Pour construire le manoir, Michel Huet dit Dulude, doit démolir la maison qui se trouve alors sur le terrain. En effet, le contrat daté du 30 septembre 1735 indique que Huet dit Dulude doit :
« bâtir une maison de pierre sur la métairie, démolir la maison qui est déjà sur le site de la nouvelle où il doit construire et tout en gardant les bois de la charpente au profit dudit sieur de Sabrevois ».
Le bâtiment dont la construction s’étend jusqu’en 1736 est alors nommé « Château Sabrevois ». Toutefois, il semble que Charles Sabrevois, célibataire, ne réside pas dans la maison. Son frère cadet, Clément de Sabrevois, sieur de Bleury marié à Charlotte Guichard, est ensuite propriétaire du manoir. Il semble qu’il n’y réside pas non plus puisque ses activités professionnelles ont lieu à Chambly.
En 1779, le seigneur et marchand Clément de Sabrevois de Bleury vend le « Château Sabrevois » à Jacques Lapointe.

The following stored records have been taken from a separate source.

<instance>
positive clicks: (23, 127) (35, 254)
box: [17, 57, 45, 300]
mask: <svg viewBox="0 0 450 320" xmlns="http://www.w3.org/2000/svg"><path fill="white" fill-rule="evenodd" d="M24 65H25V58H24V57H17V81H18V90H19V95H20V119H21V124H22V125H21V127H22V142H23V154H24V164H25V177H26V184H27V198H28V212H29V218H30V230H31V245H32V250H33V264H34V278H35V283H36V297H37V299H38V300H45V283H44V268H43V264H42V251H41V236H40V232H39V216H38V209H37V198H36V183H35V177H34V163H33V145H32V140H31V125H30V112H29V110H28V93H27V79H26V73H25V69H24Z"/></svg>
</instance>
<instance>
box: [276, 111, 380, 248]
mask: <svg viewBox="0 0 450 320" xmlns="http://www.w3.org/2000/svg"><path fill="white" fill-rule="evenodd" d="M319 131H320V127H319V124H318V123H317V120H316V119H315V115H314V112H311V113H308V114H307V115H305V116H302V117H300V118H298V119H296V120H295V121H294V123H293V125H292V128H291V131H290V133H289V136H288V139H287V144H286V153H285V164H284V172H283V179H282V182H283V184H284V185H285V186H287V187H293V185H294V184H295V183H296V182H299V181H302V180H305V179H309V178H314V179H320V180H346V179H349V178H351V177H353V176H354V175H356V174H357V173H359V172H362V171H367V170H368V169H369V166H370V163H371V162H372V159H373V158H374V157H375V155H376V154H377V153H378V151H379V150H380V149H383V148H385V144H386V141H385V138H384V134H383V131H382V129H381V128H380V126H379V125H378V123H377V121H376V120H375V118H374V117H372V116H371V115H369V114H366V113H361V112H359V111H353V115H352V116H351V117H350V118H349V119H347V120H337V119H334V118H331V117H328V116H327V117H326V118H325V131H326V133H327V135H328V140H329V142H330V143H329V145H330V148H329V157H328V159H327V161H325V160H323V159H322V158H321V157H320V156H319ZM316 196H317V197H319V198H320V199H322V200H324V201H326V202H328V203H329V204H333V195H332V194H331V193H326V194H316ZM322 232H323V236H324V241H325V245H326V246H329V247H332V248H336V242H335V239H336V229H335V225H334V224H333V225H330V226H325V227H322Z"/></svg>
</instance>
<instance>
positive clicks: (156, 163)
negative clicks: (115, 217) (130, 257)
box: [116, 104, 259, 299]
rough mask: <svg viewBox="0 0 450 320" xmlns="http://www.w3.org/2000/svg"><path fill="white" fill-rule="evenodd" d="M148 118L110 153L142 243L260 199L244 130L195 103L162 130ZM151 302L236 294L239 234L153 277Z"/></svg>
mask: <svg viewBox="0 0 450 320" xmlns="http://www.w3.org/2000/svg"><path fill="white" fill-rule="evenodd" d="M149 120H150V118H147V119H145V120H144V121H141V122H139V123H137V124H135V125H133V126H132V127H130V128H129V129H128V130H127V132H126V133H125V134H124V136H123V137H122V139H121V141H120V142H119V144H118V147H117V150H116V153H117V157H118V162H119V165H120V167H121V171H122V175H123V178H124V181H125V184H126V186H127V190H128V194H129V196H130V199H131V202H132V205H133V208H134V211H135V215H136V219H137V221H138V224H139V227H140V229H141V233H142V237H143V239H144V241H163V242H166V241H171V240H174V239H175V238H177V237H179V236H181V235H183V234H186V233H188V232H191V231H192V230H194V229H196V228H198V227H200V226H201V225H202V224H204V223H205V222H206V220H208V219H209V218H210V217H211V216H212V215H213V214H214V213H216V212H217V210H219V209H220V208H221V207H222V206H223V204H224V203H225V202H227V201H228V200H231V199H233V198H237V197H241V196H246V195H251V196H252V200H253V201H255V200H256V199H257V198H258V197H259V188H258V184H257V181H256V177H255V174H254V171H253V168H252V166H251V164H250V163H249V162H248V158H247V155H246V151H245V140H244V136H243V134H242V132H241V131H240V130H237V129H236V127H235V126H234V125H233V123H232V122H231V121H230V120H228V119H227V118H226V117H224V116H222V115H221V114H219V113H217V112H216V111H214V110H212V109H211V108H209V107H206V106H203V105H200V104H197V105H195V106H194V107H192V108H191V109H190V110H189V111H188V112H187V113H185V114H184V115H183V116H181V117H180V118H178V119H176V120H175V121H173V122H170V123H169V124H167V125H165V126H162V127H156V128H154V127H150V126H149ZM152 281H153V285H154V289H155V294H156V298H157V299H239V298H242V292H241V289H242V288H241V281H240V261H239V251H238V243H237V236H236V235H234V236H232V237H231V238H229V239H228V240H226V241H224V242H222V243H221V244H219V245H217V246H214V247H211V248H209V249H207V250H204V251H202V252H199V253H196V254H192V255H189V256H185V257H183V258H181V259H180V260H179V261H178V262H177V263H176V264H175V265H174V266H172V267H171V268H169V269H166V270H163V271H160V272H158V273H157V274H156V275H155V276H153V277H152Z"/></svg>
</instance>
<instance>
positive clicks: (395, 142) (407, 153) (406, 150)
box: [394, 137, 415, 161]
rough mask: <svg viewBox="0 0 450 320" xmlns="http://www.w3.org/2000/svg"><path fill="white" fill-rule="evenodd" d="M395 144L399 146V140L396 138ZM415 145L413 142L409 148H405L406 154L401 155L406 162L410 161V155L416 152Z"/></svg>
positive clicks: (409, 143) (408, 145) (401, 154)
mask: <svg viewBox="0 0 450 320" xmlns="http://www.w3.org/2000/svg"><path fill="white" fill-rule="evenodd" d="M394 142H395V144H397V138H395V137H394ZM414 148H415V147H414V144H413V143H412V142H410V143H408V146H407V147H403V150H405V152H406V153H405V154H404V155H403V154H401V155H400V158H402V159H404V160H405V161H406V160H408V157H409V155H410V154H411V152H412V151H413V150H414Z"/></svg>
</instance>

Extrait de l’acte de vente daté du 23 mars 1779 :
« Une Terre En Fief de la Contenance de quatre Arpents de front sur Trente arpents de Profondeur située à Boucherville Tenant Pardevant au fleuve Saint Laurent et par derrière audit acquéreur d’un Côté à francois [Bénard] Carignant et de d’autre Coté à antoine [Ménard] Lafontaine avec les maison[s.], Grange, Étable Écuries et autres Bâtiments qui sont Élevés et Construits Sur lad. Terre… ».